Professional institutions warn of “dire consequences” of building safety plans
09 March 2022
THE CONSTRUCTION Industry Council (CIC) has warned that late Government amendments to the proposed Building Safety Bill – including plans to extend defects liability – are “unworkable” and could force competent professionals to leave the sector, as well as exert a negative impact on SMEs and “jeopardise” the Conservative Party’s levelling up agenda.
The CIC’s comments are part of evidence given to the Levelling Up, Housing and Communities Committee Inquiry which is presently scrutinising Secretary of State Michael Gove’s approach towards fixing the building safety crisis.
Submitted evidence highlights that the proposal to retrospectively extend the limitation period under Section 1 of the Defective Premises Act to 30 years, announced by Gove back on Monday 10 January, could realise dramatic consequences across the industry. Currently, the limitation period is six years from the completion of the dwelling.

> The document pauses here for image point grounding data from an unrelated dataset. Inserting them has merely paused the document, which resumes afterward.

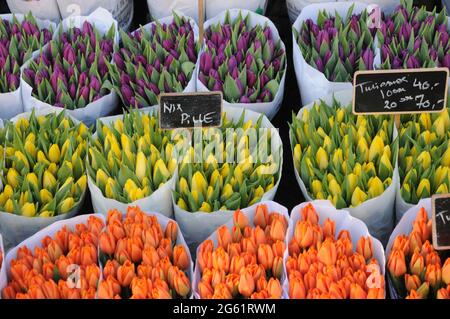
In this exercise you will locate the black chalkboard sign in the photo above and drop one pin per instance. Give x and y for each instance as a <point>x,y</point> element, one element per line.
<point>400,91</point>
<point>190,110</point>
<point>441,221</point>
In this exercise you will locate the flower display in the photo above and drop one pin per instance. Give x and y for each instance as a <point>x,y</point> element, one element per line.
<point>143,260</point>
<point>245,63</point>
<point>413,38</point>
<point>63,266</point>
<point>44,174</point>
<point>218,184</point>
<point>247,261</point>
<point>154,60</point>
<point>71,72</point>
<point>337,46</point>
<point>424,155</point>
<point>416,269</point>
<point>341,157</point>
<point>325,265</point>
<point>131,157</point>
<point>18,40</point>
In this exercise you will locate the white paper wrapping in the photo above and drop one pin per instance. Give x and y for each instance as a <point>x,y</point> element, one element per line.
<point>163,221</point>
<point>377,212</point>
<point>296,6</point>
<point>11,102</point>
<point>269,108</point>
<point>104,106</point>
<point>313,83</point>
<point>42,9</point>
<point>15,228</point>
<point>250,213</point>
<point>196,227</point>
<point>122,10</point>
<point>163,8</point>
<point>35,241</point>
<point>343,221</point>
<point>159,201</point>
<point>215,7</point>
<point>404,227</point>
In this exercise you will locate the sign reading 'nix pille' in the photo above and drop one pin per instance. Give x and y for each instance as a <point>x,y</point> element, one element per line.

A clause in the Building Safety Bill has proposed the retroactive extension of the limitation period under the DPA to 15 years and this is now intended to be doubled.
The CIC believes that the huge increase in level and extent of liability under the new plans risks shutting SMEs out of the housing development process and wider building market and would force competent individuals to be excluded from providing services due to risk aversion within the insurance sector. The insurance sector itself could undertake its own analysis of the risks and potential costs and, potentially, “walk away” from the construction sector altogether.
The Secretary of State announced a raft of additional amendments on Tuesday 15 February, which CIC members believe will further add to the insurance pressures across the sector and “could have a deleterious impact” on the capability to remediate unsafe buildings and build new housing (including affordable housing) and, potentially, be detrimental to the Government’s stated levelling-up policy intentions.
Remediating unsafe buildings
The CIC's response has agreed with the principles set out by the Secretary of State that leaseholders should not have to pay to remediate unsafe buildings and that those clearly responsible for profiteering at the expense of fire safety should be removed from Government schemes providing them with work or that provide grants, subsidies or loans to their customers.
Graham Watts OBE, CEO of CIC, stated: “We desperately need to remediate hundreds of buildings across the country and increase the rate of building new homes, yet these proposals could put this work at risk by making it impossible for companies and individuals to continue operating in the sector.”
Watts added: “It’s vital that these very late amendments are afforded greater scrutiny to allow for the passage of a Government Bill that will provide great recompense for consumers, but also ensures the ongoing viability of the construction sector and its ability to help deliver on the levelling up agenda.”